The students were divided into three age categories and analyzes showed that there were no significant differences in regard to age. Thus, there was no obvious reason why age would be crucial concerning perception of the CTS-R or the group assessments. Admittedly, it is possible to argue that increased age brings greater life experiences which may be relevant in this context. But recent research suggests [51] that it is primarily a good climate and effective feedback systems on the psychotherapists’ workplaces that have a positive impact on the development of skills rather than general life experience.
5. Conclusion
One limitation of the current study was that it relies on a small sample. On the other hand, there was a width with respect to professional groups, education level, gender and age. The results also showed that the attitude to group assessments was not related to these factors, but mainly focused on factors related to the evaluation process, and especially the assessments from the fellow students in the group. More studies with the same focus are needed to determine the extent to which the results are generalizable. To further improve the learning process and assessments of therapist skills, it would be of great interest to get more studies from a qualitative perspective, focusing on the students’ own experience of performance evaluations together with the supervisors and student colleagues.
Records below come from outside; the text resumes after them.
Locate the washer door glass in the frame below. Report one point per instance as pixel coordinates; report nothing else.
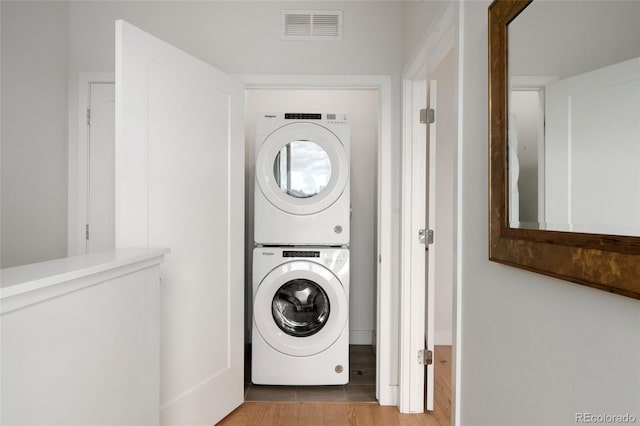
(302, 169)
(300, 308)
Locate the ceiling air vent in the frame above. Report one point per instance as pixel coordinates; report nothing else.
(311, 25)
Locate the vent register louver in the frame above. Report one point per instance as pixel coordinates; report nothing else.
(311, 25)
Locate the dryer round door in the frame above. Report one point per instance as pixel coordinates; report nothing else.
(302, 168)
(300, 308)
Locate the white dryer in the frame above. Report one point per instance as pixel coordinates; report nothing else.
(300, 330)
(302, 194)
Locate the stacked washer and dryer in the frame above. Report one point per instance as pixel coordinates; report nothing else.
(300, 333)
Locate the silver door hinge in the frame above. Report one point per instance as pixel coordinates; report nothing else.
(427, 116)
(425, 236)
(425, 357)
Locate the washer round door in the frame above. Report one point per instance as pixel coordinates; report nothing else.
(302, 168)
(300, 308)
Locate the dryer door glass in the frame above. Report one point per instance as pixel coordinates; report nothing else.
(300, 308)
(302, 169)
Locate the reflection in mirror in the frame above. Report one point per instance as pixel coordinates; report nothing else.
(302, 169)
(574, 117)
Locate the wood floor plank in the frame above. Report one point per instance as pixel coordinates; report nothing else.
(360, 415)
(350, 414)
(310, 414)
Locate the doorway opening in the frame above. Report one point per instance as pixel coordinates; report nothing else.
(362, 108)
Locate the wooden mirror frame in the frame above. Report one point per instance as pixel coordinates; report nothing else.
(606, 262)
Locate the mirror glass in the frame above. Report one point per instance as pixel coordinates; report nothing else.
(574, 117)
(302, 169)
Also qualitative studies investigating the interactions between students and their patients [52] [53] may provide a basis for further improvements of tutoring in educational groups. Bieling and colleagues [44] are among the few who both researched and proved that process factors had a significant impact on the outcome in treatment groups. They argue that this area leaves a large potential for development and improvement concerning outcome in treatment groups. The same would apply to training and mentoring of aspiring therapists. Green [54] highlighted the irony that the most empirically studied group, therapy approach (CBT) ignores the group as a “group” and as a potential therapeutic agent in itself. The results of this study support the hypothesis that the group as a “group” is very important for the learning process in CBT tutorial.
Acknowledgements
All authors had contributed substantially to the design, performance, analysis, and reporting of the work. The authors thank the participants for taking the time to participate in the study.
Conflict of Interest
The authors confirm that this article content has no conflicts of interest.